[From Zoo Nation, 2006]
I have to confess I haven’t bothered to check via Google which came first, but the indoor shower remains one of the greatest boons to horror movies.
It’s not just that vertical ablutions mean scream queens can’t shield their cleavage under thirteen layers of bathfoam, but the incessant hiss of the showerhead also ensures no endangered damsel can detect the approaching footfall of the generic maniac with an absurdly heavy knife. (For further reference, check out the extensively-researched instruction video Hollywood Scream Queen Hot Tub Party and the rather gorgeous Brinke Stevens’ demonstration of maximising breast exposure by soap avoidance and minimising pubic flashes with careful positioning of the outermost leg.)

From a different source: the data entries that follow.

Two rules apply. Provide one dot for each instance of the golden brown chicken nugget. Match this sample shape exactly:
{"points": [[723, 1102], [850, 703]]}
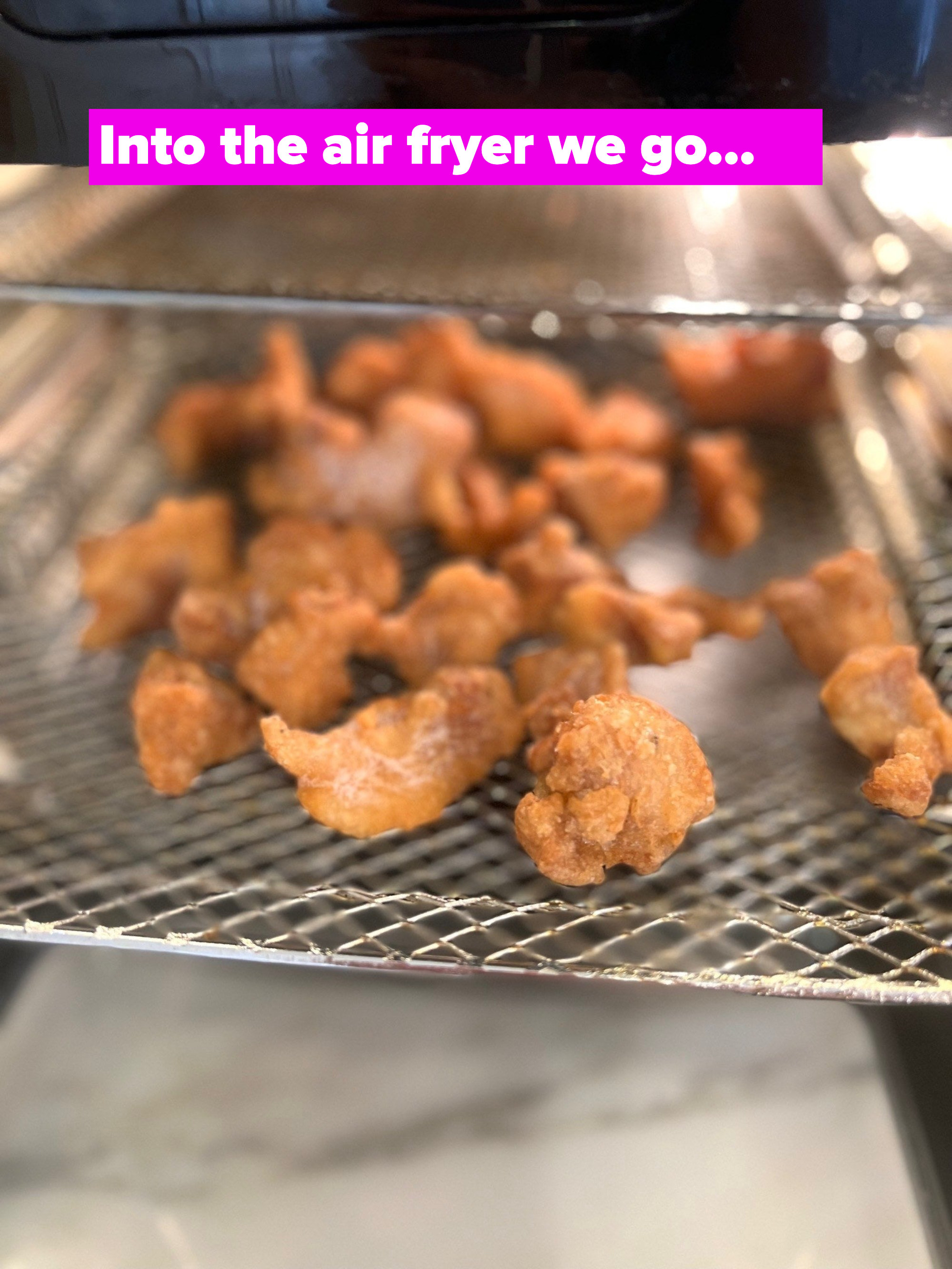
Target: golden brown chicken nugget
{"points": [[372, 477], [630, 423], [441, 355], [611, 496], [722, 615], [842, 605], [550, 682], [478, 512], [132, 576], [299, 663], [402, 761], [463, 616], [294, 553], [546, 565], [204, 422], [880, 702], [366, 370], [216, 624], [624, 783], [187, 721], [762, 377], [729, 493], [652, 631], [527, 403]]}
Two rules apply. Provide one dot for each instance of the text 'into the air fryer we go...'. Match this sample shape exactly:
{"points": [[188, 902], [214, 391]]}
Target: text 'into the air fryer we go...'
{"points": [[447, 148]]}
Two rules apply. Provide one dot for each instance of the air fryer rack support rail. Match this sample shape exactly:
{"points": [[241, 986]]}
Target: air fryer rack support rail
{"points": [[794, 887]]}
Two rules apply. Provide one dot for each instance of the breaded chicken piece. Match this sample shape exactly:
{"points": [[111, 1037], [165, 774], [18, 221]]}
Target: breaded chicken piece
{"points": [[365, 371], [441, 356], [374, 477], [623, 783], [749, 378], [611, 496], [294, 553], [551, 682], [527, 403], [205, 422], [216, 624], [741, 618], [478, 512], [729, 493], [463, 616], [187, 721], [886, 710], [299, 663], [545, 566], [652, 631], [626, 422], [402, 761], [132, 576], [842, 605]]}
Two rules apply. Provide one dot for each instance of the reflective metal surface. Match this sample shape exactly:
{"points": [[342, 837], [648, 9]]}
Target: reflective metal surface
{"points": [[795, 886]]}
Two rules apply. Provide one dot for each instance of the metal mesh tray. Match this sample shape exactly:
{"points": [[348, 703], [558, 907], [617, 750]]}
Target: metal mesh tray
{"points": [[794, 886]]}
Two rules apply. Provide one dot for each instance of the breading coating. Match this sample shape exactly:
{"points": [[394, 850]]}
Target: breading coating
{"points": [[205, 422], [764, 377], [624, 783], [550, 682], [216, 624], [374, 477], [729, 493], [842, 605], [187, 721], [463, 616], [299, 663], [630, 423], [652, 631], [611, 496], [476, 512], [402, 761], [132, 576], [364, 371], [294, 553], [886, 710], [741, 618], [545, 566], [526, 401]]}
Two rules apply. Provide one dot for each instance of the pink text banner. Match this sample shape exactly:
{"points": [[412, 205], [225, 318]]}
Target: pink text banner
{"points": [[455, 148]]}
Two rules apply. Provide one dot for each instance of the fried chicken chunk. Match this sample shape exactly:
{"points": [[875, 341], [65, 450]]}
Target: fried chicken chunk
{"points": [[880, 702], [652, 631], [527, 403], [294, 553], [463, 616], [204, 422], [402, 761], [365, 371], [299, 663], [476, 512], [375, 477], [187, 721], [729, 493], [134, 575], [550, 682], [630, 423], [611, 496], [842, 605], [624, 783], [741, 618], [764, 377], [545, 566]]}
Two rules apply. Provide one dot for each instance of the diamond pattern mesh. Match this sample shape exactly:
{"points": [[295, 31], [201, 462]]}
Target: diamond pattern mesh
{"points": [[794, 886]]}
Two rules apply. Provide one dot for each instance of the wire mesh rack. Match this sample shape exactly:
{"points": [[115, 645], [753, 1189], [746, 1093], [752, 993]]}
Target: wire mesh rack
{"points": [[794, 886]]}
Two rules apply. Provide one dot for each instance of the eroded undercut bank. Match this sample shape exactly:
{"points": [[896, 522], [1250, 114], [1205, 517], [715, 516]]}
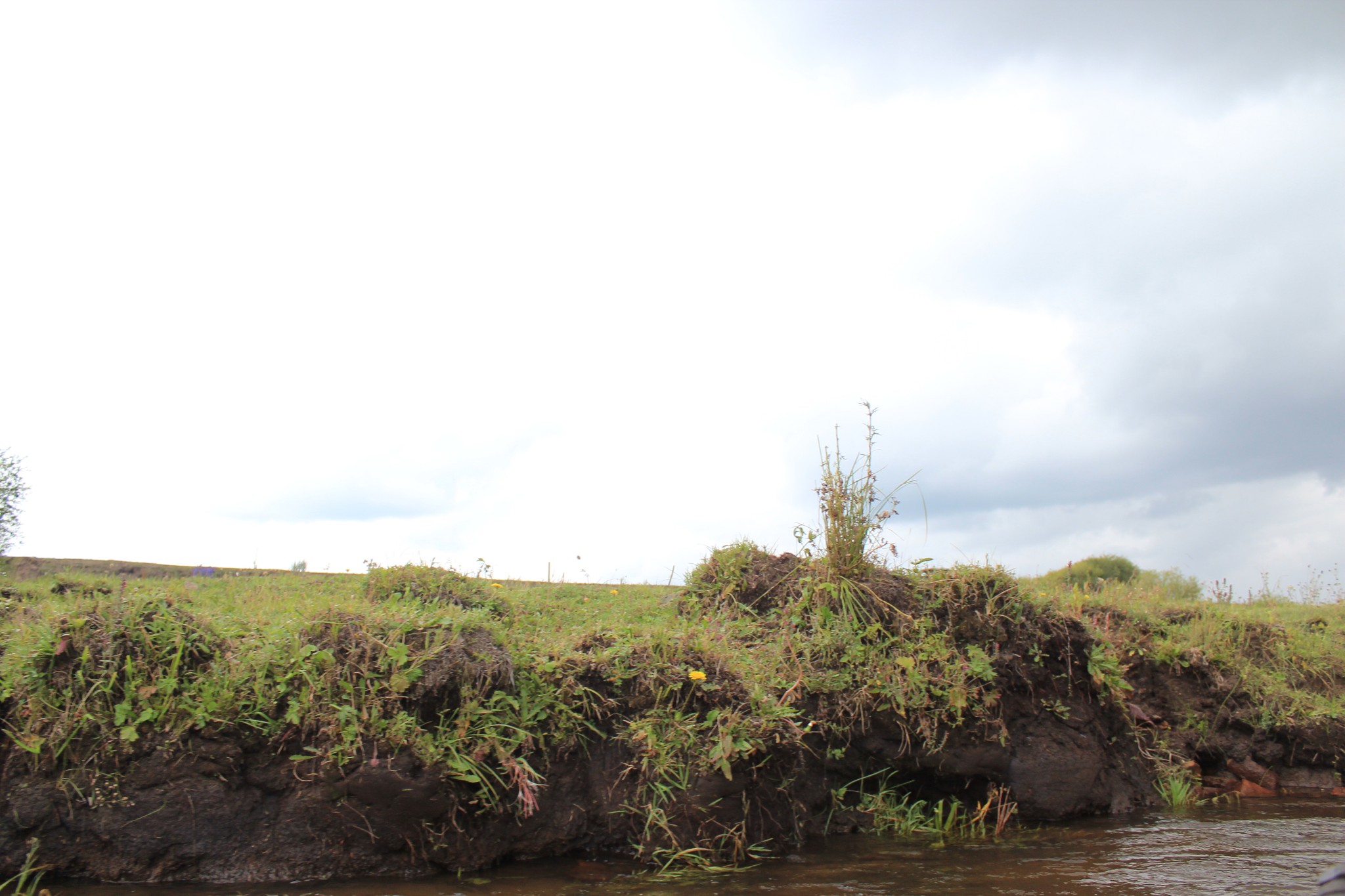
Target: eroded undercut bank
{"points": [[418, 720]]}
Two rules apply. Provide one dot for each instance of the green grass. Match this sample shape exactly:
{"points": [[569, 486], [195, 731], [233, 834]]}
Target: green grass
{"points": [[493, 683]]}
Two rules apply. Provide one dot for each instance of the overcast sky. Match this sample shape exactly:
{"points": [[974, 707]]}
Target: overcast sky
{"points": [[584, 284]]}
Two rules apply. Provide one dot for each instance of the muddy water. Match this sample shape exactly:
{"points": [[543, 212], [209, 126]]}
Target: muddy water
{"points": [[1274, 847]]}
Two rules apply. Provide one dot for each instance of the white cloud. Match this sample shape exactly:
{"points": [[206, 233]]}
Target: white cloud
{"points": [[529, 282]]}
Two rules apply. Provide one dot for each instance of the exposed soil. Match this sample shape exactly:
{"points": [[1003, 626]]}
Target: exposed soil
{"points": [[229, 809]]}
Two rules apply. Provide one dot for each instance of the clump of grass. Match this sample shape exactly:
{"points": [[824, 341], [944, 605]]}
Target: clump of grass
{"points": [[892, 811], [430, 584], [1093, 572], [1176, 788], [30, 875]]}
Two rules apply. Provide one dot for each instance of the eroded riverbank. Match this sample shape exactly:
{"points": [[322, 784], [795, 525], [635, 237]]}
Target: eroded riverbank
{"points": [[418, 721]]}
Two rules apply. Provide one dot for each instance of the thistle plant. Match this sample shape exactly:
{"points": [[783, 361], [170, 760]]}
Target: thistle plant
{"points": [[853, 509]]}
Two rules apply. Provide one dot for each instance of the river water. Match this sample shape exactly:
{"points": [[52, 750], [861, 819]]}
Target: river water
{"points": [[1251, 848]]}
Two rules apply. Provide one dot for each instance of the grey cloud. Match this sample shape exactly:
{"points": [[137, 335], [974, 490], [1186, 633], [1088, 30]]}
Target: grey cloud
{"points": [[1214, 47], [346, 503]]}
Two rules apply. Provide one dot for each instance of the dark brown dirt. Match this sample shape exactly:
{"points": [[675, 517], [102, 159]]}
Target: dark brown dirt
{"points": [[229, 809]]}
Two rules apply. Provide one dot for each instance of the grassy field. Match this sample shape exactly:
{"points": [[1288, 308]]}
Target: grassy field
{"points": [[493, 680]]}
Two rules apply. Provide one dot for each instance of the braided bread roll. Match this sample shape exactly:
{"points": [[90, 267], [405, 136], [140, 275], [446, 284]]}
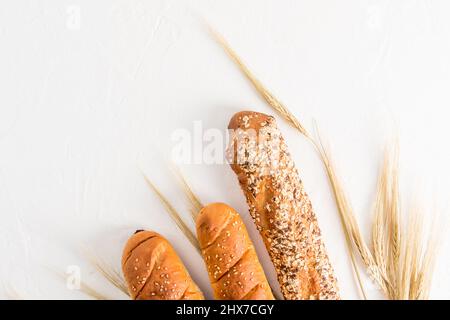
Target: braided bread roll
{"points": [[233, 266], [280, 207], [153, 270]]}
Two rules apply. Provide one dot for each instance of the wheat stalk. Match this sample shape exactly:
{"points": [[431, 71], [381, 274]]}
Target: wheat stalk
{"points": [[350, 227], [173, 213], [194, 201]]}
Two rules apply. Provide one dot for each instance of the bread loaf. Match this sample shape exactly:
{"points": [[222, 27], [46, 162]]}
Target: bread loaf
{"points": [[153, 270], [233, 266], [280, 207]]}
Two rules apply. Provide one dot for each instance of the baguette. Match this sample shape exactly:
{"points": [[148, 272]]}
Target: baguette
{"points": [[153, 270], [280, 207], [233, 266]]}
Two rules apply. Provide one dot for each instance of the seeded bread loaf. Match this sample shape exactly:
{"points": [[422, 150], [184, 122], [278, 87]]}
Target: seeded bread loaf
{"points": [[153, 270], [233, 266], [280, 207]]}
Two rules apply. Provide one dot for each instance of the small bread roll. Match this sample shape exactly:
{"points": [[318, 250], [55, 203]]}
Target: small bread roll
{"points": [[233, 266], [153, 270]]}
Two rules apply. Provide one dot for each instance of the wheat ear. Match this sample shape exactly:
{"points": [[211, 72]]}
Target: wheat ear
{"points": [[194, 202], [176, 217]]}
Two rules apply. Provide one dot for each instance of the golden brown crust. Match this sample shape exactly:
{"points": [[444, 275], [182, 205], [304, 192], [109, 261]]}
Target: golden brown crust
{"points": [[153, 270], [280, 207], [233, 266]]}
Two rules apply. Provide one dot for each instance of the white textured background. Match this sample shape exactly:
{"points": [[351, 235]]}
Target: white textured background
{"points": [[91, 90]]}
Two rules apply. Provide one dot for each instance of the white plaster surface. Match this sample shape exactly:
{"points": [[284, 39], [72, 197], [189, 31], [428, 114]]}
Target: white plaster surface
{"points": [[91, 91]]}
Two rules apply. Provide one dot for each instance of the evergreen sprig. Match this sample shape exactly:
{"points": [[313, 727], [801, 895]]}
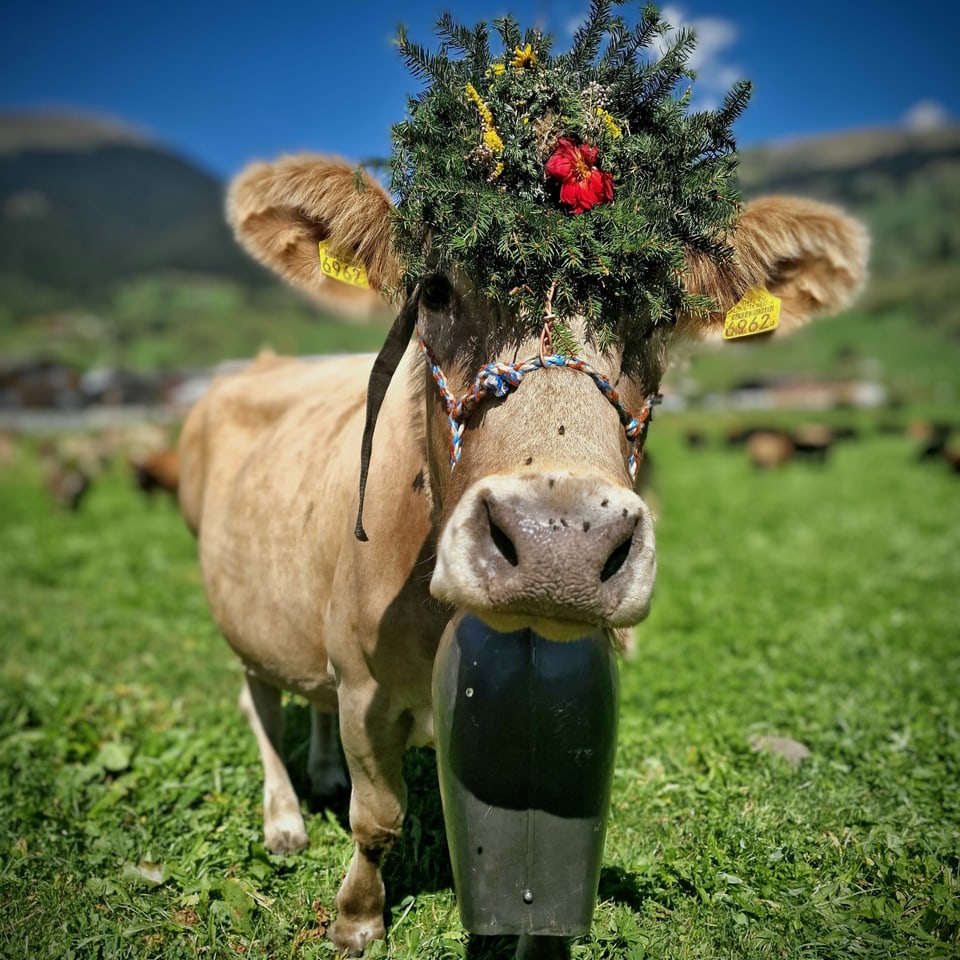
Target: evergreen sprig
{"points": [[469, 168]]}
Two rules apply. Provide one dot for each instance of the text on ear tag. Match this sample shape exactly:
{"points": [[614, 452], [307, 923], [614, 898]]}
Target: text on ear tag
{"points": [[340, 268], [757, 312]]}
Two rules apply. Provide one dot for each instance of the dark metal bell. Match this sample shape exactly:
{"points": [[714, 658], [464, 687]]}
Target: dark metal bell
{"points": [[526, 732]]}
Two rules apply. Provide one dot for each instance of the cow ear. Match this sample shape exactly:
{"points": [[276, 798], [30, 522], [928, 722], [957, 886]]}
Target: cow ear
{"points": [[281, 211], [809, 254]]}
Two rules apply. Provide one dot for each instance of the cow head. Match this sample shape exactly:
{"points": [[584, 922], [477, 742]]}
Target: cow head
{"points": [[539, 523]]}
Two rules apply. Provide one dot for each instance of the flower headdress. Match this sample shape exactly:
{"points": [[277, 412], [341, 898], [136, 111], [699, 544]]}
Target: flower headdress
{"points": [[579, 177]]}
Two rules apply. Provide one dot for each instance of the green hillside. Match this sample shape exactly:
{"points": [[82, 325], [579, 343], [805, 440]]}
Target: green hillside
{"points": [[114, 250]]}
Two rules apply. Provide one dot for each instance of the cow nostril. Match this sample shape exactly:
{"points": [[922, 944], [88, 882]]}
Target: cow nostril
{"points": [[616, 560], [502, 542]]}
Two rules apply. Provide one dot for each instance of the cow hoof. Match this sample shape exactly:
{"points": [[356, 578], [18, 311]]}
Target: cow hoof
{"points": [[352, 936], [285, 835]]}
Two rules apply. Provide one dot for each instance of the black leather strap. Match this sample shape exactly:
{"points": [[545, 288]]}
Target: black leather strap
{"points": [[384, 367]]}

Meantime, mid-December, I hear some guy explaining on BBC Radio 4 that a Belgian scientist has invented a shower which offloads into the neighbouring toilet cistern, dramatically reducing water usage; apparently, he’s already having discussions with hotels in Saudi Arabia.
My first thought, should all British bathrooms get one of these devices, is that should you feel the need, piss in the shower. Goes the same direction in the end, you’re cutting out the middleman and – multiplied by, say, twenty million thirty-second micturations per day – the thousands of hours saved would probably propel the UK back into the top ten of global productivity.
Needless to say, this is not recommended for those who prefer to take a bath. Nor should this idea be extended to more solid bodily functions – at least not without a full time and motion study.